Obesity has long been understood as negatively impacting male fertility, but new research uncovered the mechanisms behind this observed phenomenon.

A paper outlining the results of a study on male obesity and compromised fertility was published on May 25 in the peer-reviewed journal Basic and Clinical Andrology.

An Iranian team of researchers collected semen samples from 64 men under the age of 45, half being clinically obese (a BMI over 30) and half having a healthy weight (a BMI of 18.5 to 25). All participants were without any known disease and refrained from unhealthy lifestyle practices such as smoking or drinking alcohol.

By testing the men’s sperm for abnormalities, the researchers found that obesity was directly linked to poor vitality, volume, count, and motility.

These findings are supported by previous studies into obesity and infertility.

For instance, a 2012 study found that obese men are 42% more likely than those at a healthy weight to have a low sperm count and 81% more likely to produce no sperm at all.

Yet the Iranian team suggested that it had found exactly how obesity adversely affects sperm.

Overall, obesity is believed to negatively influence steroidogenesis, which is the process of steroid hormone production, and spermatogenesis, which is the development of mature sperm cells.

Hormone imbalances at the hypothalamic-pituitary level can lead to damaged and abnormal sperm as well as trigger cell death.

Indirectly, obesity can further contribute to these mechanisms by producing higher levels of oxidative stress and inflammation in the body.

In the paper, the researchers highlight the need to conduct further research into these mechanisms in order to develop therapies or preventative protocols to limit the effects of obesity on sperm parameters.
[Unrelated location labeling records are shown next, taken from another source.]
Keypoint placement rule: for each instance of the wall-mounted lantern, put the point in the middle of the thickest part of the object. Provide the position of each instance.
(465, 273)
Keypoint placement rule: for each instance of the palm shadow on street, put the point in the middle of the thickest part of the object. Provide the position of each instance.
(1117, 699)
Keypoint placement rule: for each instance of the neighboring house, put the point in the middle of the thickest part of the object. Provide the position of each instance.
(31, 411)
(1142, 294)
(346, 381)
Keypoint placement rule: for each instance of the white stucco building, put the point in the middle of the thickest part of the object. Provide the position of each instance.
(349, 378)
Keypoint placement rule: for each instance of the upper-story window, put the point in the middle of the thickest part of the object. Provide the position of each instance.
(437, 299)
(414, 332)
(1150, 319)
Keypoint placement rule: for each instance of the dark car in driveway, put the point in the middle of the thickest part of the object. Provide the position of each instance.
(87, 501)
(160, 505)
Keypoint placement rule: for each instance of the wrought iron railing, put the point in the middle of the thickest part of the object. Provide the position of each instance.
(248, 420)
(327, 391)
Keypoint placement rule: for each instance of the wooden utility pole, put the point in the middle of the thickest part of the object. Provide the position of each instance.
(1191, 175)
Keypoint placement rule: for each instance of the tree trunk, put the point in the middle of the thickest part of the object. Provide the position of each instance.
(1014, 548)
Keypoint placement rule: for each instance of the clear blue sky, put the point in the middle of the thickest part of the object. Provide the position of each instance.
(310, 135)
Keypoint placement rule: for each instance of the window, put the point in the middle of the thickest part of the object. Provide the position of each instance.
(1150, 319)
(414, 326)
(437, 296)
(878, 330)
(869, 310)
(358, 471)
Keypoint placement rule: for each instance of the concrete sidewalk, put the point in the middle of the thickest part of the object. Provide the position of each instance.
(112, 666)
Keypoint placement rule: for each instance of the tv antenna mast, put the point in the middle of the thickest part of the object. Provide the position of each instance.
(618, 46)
For instance, obesity is associated with the shortened length of telomeres, which are the repetitive nucleotide sequences located at the ends of chromosomes within sperm cells.

The relationship between this risk of shortened sperm telomere length — and thus less DNA integrity — needs to be highlighted in future research, according to the paper’s authors.
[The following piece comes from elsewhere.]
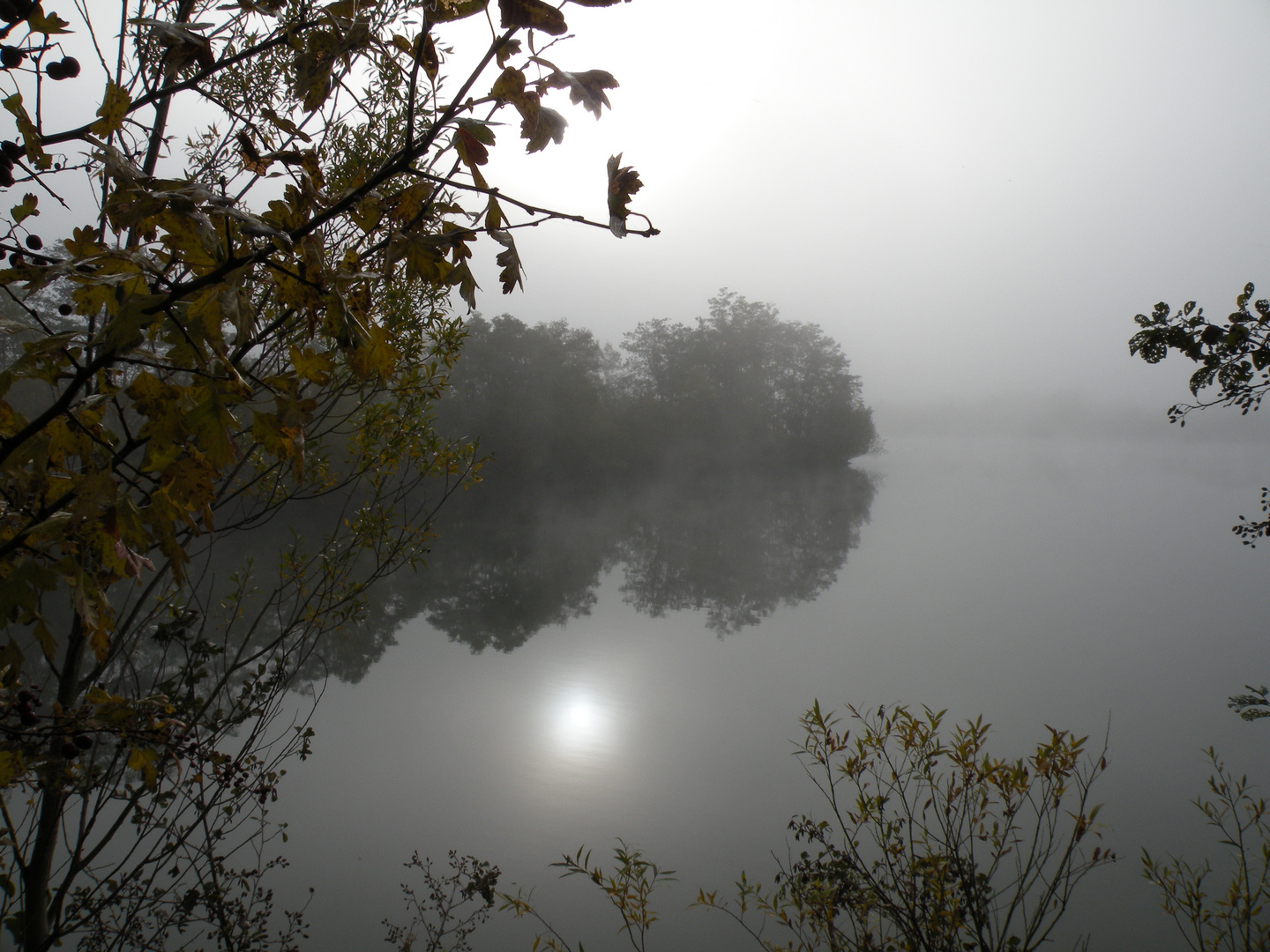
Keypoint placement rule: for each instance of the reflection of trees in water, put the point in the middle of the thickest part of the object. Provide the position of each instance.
(654, 457)
(739, 546)
(516, 556)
The consequences of obesity on male fertility are serious, especially given that the World Obesity Federation recently projected that 51% of the global population — over 4 billion — will be obese by 2035, as The Dallas Express reported.

As the rates of obesity climb among adults and children worldwide, researchers like this team in Tehran are making new discoveries about the epidemic’s widespread effects.
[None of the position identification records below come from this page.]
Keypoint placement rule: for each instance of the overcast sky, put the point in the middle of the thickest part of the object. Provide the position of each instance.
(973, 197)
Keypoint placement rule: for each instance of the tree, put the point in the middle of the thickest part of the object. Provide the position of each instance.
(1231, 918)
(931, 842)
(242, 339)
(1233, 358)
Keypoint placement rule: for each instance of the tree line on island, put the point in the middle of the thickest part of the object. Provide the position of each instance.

Female obesity has been linked not only to deficiencies in the production of breast milk but also to maternal mortality, the rate of which in Texas is higher than the national average.

Moreover, as The Dallas Express reported, obesity is not just a health issue but also one of national security.

A study from the World Health Organization revealed significant increases in U.S. soldiers’ BMIs during the COVID-19 pandemic, with 26.7% of those studied going from healthy to overweight and 15.6% from overweight to obese.